The AWEA Blog: Into the Wind


Fact check: Bryce whiffs on wind power and Texas heat wave

Talk about ingratitude: Robert Bryce, who lives in Texas, attacks wind power, which helped protect him from rolling blackouts last week, in a new National Review article.

Mr. Bryce may want to check in with the company that operates the Texas utility system to get his facts straight before he writes his next article. In fact, the Texas system operator, ERCOT (Electric Reliability Council of Texas), has been very clear that wind energy was the crucial factor keeping the lights and AC on for hundreds of thousands of Texans during last week's power shortages:

"Doggett [Trip Doggett, ERCOT CEO] said Monday that recently installed coastal wind farms — as opposed to the larger West Texas wind generation — provided crucial power at just the right time."

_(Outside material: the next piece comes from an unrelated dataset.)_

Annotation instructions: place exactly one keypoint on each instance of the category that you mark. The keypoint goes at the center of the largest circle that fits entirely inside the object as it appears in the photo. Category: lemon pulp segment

So what did cause last week's power shortage? It turns out that unexpected failures at around 20 fossil-fired power plants cut approximately 5-7% of the generating capacity the grid operator had been planning to use:

Folks in Texas may remember that a similar event occurred back in February, when around 80 mostly fossil-fired power plants experienced unexpected outages due to cold weather, which caused the lights and heat to go out for millions of Texans. Luckily wind energy output was there to save the day, keeping the lights on for around a million Texas households. If Mr. Bryce weren't on the payroll of the Exxon Mobil and Koch Industries-funded Manhattan Institute, he might have shown more thanks for wind energy keeping his lights on twice now in recent months.

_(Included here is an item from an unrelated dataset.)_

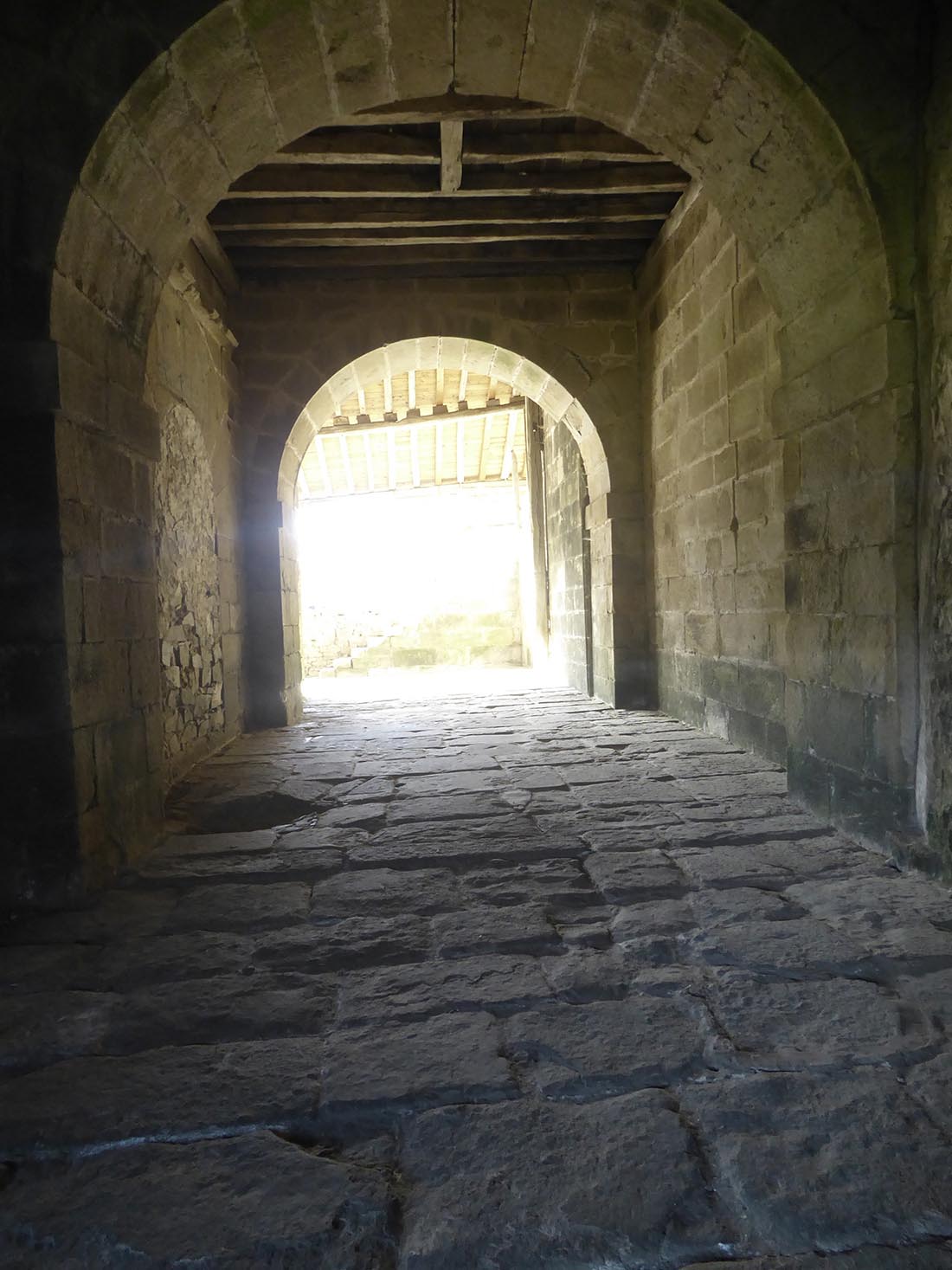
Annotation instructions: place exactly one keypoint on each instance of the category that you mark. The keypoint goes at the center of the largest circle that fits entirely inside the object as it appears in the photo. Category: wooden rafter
(421, 421)
(369, 214)
(451, 149)
(310, 181)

Based on this recent history, Mr. Bryce's prescription for using more fossil-fired power plants instead of wind would have actually made Texas's power system less reliable. For those keeping score for reliability, wind energy is currently beating fossil fuel energy 2-0.

More reading:

Texas heat wave and utility integration:
After a scorching week, wind power lessons from the Texas heat wave, August 11, 2011
Wind helps meet new Texas record for electricity demand, August 4, 2011

As Texas utility system is stressed, wind generation shows up on schedule, August 3, 2011

Wind energy helps save day, February 4, 2011

How Wind Energy Is Reliably Integrated on the Grid, fact sheet

 

Robert Bryce:
Robert Bryce, King of the NIMBYs, August 10, 2011
Fact check: Bryce out to lunch with latest anti-wind broadside, August 3, 2011
Fact check: Bryce, Bentek miss on emissions, July 20, 2011
Fact check: Bryce stumbles on land use, sound, steel, benefits, June 8, 2011
Fact check: Bryce continues cherry-picking crusade in National Review, May 18, 2011
Fact check: Bryce omits mention of fossil fuel subsidies, December 14, 2010
Fact check: Robert Bryce misleads with WSJ op-ed, December 23, 2010
Bryce overlooks another convenient truth, December 14, 2010
Robert Bryce runs afoul of another reviewer, September 14, 2010
Mythbusting fact: Yes, wind does reduce emissions, August 27, 2010
Michael Goggin's review of Bryce's "Power Hungry," July 2, 2010

 


3 responses

  1. Michael February 7, 2012 08:41PM
    Your analysis is laughable. Texas ratepayers spent $10B on wind turbines and associated transmission capacity. If $2B had been invested in coal or natual gas power plants instead, there would not have been any blackout conditions. The large investment in wind power plants prevented investment in more reliable power generation. The diversion of investment dollars from baseload power plants to non base load (wind) is the cause of blackout conditions. Texas ratepayers could have saved perhaps $8B and obtained a more reliable grid if investment had flowed to baseload power plants instead of politically correct wind turbines.
  2. Dean October 19, 2011 11:55AM
    I think money will be the underlying determiner of attention and production of energy. Green energy technology still needs to be developed to be a viable source. I believe it will go mainstream when the cost to produce the energy is at least parallel to the petroleum industry. We have a ways to go.
  3. Paul Chamberlain August 28, 2011 11:08AM
    So which of Robert Bryces' facts were wrong? It seems strange that people say that that 5-7% under capacity for for fossil fuels is a failure but 82% under capacity for wind is a success. Texas would have been much better off if it had installed 10 GW of gas fired plants instead of the wind turbines.